Weigh up those deficiencies; then consider everything about a system – supposedly communal – that has led nonetheless to the hotly contested inclusion on the list of the hugely divisive Conservative party strategist Lynton Crosby, aka the Lizard of Oz. An award, one imagines, for provision of dark arts to the ruling party and for lowering the taste bar in British elections. If this is payback, it is also reckless. A cynical mind might think his name was added to engineer a backlash and precipitate a rethink.

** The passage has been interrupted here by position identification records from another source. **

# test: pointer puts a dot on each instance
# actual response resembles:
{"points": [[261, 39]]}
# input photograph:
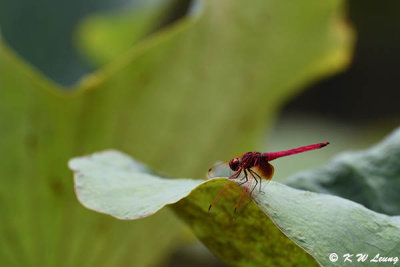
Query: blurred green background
{"points": [[352, 109]]}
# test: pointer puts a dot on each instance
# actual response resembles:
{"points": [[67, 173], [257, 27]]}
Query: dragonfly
{"points": [[252, 165]]}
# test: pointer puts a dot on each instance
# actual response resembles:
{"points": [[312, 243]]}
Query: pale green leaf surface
{"points": [[319, 223], [370, 177], [110, 182]]}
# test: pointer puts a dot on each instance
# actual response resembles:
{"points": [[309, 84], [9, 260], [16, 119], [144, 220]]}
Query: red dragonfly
{"points": [[252, 165]]}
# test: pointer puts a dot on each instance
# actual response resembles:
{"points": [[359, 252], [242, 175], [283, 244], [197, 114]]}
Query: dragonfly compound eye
{"points": [[234, 164]]}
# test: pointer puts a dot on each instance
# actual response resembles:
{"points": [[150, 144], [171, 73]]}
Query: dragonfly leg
{"points": [[252, 174], [245, 177], [259, 177], [245, 190]]}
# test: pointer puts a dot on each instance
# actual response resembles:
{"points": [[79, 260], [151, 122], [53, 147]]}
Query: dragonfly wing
{"points": [[220, 169]]}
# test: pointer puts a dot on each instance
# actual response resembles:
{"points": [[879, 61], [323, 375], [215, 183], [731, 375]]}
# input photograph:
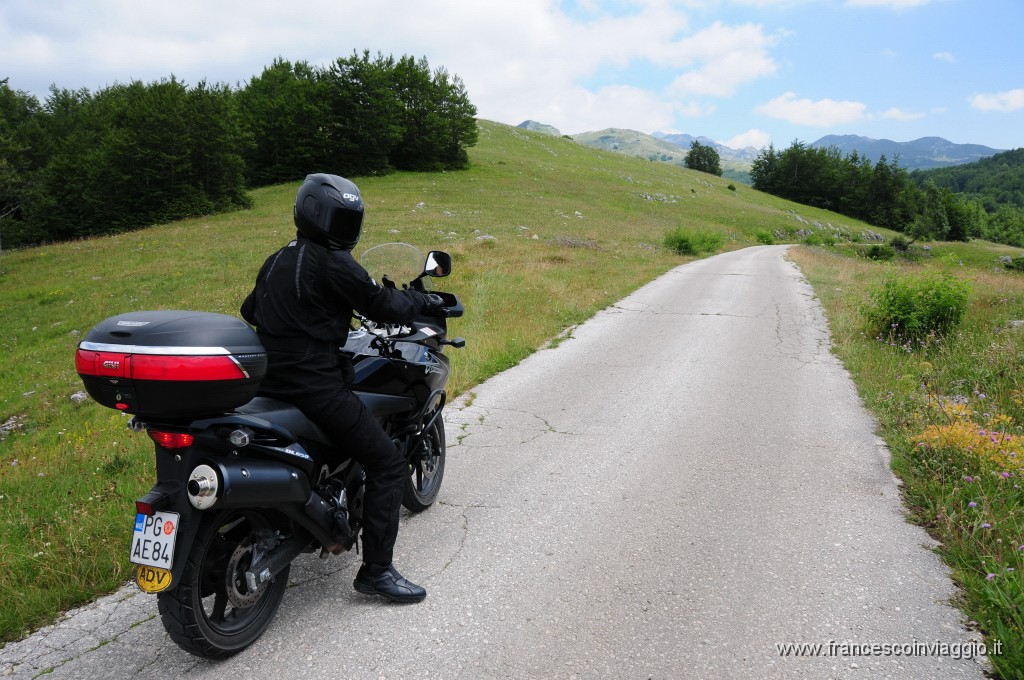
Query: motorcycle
{"points": [[243, 482]]}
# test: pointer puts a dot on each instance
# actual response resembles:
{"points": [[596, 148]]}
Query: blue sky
{"points": [[740, 72]]}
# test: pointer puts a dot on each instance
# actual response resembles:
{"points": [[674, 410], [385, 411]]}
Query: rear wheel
{"points": [[213, 612], [426, 469]]}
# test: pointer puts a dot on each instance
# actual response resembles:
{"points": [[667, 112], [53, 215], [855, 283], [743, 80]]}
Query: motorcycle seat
{"points": [[285, 416]]}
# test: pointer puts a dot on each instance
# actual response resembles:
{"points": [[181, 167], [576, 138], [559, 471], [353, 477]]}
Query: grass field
{"points": [[544, 234]]}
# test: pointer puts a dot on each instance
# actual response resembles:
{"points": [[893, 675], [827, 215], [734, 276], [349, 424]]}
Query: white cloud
{"points": [[1001, 101], [891, 4], [823, 113], [725, 56], [578, 110], [895, 114], [755, 138]]}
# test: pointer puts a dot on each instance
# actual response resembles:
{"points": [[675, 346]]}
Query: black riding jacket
{"points": [[307, 291]]}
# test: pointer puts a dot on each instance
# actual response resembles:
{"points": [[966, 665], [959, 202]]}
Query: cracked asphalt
{"points": [[686, 481]]}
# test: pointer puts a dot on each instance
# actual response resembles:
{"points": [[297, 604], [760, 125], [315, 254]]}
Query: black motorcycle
{"points": [[243, 484]]}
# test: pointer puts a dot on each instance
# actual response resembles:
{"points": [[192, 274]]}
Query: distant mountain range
{"points": [[923, 154]]}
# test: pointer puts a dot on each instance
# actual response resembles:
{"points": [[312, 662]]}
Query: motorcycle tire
{"points": [[426, 470], [212, 613]]}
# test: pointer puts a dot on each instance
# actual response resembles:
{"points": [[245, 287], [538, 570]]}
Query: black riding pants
{"points": [[315, 383]]}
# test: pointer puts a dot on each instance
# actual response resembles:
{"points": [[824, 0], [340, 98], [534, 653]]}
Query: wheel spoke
{"points": [[219, 605]]}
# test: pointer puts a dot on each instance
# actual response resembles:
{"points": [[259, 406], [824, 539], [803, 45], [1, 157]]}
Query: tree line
{"points": [[996, 182], [84, 163], [882, 194]]}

What this says is that the independent scrutiny doesn’t count for much and that the system cannot stay in the hands of a select bunch. Why should it? In this age of social media and instant communication, why not open up an awards process, stripped of yearning for empire, stripped of the monarchy, directly to the people? If an online petition with 100,000 signatures can secure a debate in the Commons, if referendums can decide Britain’s future in Europe, why can’t the wisdom of crowds determine who does and who doesn’t get a bauble? Public votes rather than a little-known committee, might also play a greater role in deciding who should be stripped of an honour as punishment for proven misdemeanour, something our existing system has been slow to do. Those who earn favour can lose it. The public should give, the public should take away.
Why bother, you say. The current arrangements do no harm. But that’s not true. No one can look at today’s list and call it a shared endeavour. It is the work of a government so cocksure that it has ceased to care what anyone – inside or outside parliament – really thinks.
The problem here is manipulation of the system, but it is also the system. For within the limited gift of the establishment, honours as we know them help distort the checks and balances of public life. How many MPs have toed the line, fearing that to do otherwise might imperil the honour they were hoping for? How many captains of industry or Whitehall officials or quango bosses or media proprietors seeking establishment validation to cap or enhance their careers, have consequently declined to rock the boat?
Let’s not be churlish. Lynton Crosby may be the equivalent of Sir Loin, but there were 1,196 honoured this time, and most deserve the plaudits. One can be happy for them and still long for a better way to pat them on the back.